Wände, an denen Graffiti abgleiten - Straßen, die Strom produzieren

Schutzschicht Bastian Rapp ist optimistisch. "Ich stelle mir vor, dass in zehn Jahren diese Materialien als Klarlacke im Handel sind, und man damit beliebige Oberflächen zuhause, im öffentlichen Raum und in der Industrie beschichten und vor Chemikalienangriffen, Korrosion, Schmutz, Vandalismus und mehr schützen kann", sagt er. Über die Erfüllung dieser Vision würden sich bestimmt viele freuen: Der Autobesitzer etwa, an dessen Fahrzeug kein Schmutz mehr haften bleibt, der Hausbesitzer, an dessen Hauswand Graffiti-Sprayer verzweifeln, weil die Farbe einfach abgleitet. Damit die Vision Wirklichkeit wird, arbeitet der promovierte Ingenieur

Rapp am Institut für Mikrostrukturtechnik des Karlsruher Instituts für Technologie mit einem Team an einem neuen Werkstoff "Fluoropor", von dem Wasser und Öl abperlen und der sehr robust sein soll. Der Bund unterstützt das Projekt mit 2,85 Millionen Euro.

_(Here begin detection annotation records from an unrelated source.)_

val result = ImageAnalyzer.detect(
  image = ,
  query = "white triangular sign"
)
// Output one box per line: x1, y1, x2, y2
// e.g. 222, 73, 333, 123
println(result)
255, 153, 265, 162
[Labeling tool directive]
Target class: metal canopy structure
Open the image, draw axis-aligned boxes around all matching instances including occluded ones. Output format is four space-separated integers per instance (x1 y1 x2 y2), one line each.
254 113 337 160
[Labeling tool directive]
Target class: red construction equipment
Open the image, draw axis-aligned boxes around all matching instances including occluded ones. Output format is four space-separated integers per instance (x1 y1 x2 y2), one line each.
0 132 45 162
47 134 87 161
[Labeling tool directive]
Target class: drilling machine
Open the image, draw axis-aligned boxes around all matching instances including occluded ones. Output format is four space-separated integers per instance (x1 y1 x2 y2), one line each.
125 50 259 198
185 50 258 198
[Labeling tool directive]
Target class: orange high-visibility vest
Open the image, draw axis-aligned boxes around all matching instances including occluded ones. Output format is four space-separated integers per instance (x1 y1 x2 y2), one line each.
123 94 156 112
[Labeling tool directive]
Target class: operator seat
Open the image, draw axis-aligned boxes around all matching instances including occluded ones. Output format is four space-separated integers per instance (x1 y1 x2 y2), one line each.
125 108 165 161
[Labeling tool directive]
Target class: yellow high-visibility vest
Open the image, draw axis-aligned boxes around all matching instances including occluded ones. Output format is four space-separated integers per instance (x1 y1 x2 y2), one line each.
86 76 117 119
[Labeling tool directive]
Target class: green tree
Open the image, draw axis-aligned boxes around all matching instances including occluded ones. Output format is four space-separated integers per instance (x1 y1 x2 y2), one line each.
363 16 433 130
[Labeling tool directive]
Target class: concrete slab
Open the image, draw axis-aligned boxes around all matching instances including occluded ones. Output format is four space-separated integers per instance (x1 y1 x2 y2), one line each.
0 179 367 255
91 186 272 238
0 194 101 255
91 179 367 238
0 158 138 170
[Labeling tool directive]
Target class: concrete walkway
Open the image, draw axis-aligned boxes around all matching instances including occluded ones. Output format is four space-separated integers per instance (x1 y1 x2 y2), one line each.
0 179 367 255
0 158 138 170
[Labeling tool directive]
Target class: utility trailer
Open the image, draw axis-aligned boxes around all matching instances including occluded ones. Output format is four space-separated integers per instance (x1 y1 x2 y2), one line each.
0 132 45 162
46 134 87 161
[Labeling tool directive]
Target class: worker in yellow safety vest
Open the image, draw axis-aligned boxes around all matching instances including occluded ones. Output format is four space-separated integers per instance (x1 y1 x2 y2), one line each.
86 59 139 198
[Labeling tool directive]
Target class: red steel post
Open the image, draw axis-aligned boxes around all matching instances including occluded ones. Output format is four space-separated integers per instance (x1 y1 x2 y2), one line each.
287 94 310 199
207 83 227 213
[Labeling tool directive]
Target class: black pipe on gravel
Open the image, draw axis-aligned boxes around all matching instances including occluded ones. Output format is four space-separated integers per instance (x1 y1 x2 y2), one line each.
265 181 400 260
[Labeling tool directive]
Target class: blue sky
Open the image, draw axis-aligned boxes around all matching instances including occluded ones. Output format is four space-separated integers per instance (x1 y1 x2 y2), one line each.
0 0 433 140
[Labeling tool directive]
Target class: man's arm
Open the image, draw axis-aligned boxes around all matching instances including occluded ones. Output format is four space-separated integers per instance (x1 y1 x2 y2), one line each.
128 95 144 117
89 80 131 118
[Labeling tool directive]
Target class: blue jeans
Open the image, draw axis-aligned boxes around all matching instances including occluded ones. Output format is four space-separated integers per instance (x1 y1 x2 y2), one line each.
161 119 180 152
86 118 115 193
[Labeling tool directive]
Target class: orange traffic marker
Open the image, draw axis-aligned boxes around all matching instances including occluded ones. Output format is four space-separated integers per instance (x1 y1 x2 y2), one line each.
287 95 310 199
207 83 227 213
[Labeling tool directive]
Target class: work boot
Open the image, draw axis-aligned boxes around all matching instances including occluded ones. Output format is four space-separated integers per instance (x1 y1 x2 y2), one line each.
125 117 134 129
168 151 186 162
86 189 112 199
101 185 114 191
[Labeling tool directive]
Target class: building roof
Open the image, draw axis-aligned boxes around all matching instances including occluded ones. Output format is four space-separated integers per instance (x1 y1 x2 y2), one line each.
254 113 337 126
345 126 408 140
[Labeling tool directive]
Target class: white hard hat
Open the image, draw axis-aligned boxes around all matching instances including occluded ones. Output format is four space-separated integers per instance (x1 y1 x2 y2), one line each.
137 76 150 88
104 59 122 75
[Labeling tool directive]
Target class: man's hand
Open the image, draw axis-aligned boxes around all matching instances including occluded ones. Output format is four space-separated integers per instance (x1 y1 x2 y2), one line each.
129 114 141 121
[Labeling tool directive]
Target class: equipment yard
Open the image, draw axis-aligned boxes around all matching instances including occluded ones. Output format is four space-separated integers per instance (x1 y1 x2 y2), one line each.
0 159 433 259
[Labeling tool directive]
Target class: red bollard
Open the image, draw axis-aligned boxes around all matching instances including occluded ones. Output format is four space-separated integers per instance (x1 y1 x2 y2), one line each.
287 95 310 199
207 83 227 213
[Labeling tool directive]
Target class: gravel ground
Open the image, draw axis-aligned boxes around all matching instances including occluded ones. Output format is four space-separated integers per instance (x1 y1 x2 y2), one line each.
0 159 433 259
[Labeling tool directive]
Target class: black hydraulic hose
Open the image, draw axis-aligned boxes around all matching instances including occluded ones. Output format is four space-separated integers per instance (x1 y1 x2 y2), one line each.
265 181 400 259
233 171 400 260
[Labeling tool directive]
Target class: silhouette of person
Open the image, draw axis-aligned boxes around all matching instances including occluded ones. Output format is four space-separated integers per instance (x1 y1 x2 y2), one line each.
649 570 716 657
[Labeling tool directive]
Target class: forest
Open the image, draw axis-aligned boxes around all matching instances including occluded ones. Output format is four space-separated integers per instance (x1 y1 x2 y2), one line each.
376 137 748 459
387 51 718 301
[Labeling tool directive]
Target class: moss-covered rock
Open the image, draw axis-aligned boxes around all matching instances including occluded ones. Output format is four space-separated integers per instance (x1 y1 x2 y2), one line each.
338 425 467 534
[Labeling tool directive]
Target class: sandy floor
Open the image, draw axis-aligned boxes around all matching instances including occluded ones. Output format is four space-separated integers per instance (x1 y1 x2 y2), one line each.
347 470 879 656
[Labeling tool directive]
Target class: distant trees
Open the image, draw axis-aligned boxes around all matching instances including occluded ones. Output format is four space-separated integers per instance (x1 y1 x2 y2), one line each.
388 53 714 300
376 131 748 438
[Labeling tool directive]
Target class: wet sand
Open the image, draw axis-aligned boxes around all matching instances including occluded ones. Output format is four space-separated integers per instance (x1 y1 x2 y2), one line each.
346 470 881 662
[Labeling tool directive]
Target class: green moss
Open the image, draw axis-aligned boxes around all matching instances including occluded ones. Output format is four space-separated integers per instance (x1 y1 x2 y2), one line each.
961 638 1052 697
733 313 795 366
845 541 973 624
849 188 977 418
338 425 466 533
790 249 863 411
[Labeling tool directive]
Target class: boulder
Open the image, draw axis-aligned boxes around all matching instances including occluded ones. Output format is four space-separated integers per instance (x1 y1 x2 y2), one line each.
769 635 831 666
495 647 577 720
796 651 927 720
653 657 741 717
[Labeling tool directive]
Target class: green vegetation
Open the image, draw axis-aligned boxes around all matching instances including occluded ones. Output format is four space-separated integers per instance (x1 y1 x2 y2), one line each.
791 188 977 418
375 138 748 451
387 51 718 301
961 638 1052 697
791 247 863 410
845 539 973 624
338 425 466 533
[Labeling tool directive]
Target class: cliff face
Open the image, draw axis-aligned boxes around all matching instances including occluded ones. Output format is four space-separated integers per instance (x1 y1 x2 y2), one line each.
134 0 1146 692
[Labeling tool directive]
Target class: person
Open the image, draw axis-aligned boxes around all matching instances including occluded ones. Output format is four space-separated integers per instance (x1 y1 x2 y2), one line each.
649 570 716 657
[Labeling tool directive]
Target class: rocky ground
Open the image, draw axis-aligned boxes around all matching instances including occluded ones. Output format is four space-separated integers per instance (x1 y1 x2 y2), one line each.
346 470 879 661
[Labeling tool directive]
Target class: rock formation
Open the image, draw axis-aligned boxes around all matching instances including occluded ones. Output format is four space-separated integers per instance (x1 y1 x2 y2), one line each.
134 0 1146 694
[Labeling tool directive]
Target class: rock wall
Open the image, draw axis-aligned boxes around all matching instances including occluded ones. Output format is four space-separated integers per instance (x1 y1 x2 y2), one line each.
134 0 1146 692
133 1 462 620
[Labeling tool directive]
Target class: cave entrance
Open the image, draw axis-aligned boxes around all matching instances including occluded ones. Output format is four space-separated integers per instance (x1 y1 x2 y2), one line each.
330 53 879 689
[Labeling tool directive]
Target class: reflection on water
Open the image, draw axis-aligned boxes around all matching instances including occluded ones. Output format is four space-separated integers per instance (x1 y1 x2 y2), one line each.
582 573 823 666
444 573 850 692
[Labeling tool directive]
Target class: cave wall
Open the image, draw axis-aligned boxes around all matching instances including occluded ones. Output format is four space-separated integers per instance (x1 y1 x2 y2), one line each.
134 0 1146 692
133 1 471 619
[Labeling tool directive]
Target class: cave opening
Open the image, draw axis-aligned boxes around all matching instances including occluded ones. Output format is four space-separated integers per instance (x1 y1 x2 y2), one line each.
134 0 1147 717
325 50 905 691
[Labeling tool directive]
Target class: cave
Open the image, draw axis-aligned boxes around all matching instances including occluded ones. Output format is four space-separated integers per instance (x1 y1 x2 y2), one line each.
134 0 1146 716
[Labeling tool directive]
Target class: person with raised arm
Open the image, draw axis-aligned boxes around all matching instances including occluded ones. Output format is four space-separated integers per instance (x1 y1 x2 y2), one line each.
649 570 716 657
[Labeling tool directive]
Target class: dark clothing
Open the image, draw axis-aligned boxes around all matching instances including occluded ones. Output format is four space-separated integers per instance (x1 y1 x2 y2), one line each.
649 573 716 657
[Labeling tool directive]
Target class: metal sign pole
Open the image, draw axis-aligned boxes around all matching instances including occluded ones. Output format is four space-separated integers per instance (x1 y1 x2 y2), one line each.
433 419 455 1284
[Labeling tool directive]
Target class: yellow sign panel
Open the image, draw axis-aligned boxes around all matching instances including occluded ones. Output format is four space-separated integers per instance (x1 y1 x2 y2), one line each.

Neue Wege Im niederländischen Dorf Krommenie wurde Ende 2014 ein 70 Meter langer Fahrradweg gebaut, in dem Photovoltaikmodule arbeiten. Er soll bis 2016 auf 100 Meter erweitert werden und dann mehrere Haushalte mit Strom aus der Sonne versorgen. "SolaRoad" ist der Bauherr, ein Konsortium aus der Niederländischen Organisation für Angewandte Naturwissenschaftliche Forschung (TNO), der Provinz Nordholland und Industriepartnern. In Zukunft wollen sie auch Straßen auf diese Weise bauen. In Deutschland verfolgt "Solmove" ebenfalls das Ziel, Verkehrswege zu Solarkraftwerken zu machen. In den USA arbeitet die Firma "Solar Roadways" an ähnlichen Konzepten, verbaut in Prototypen aber zudem LEDs, die Straßenmarkierungen oder Warnhinweise anzeigen.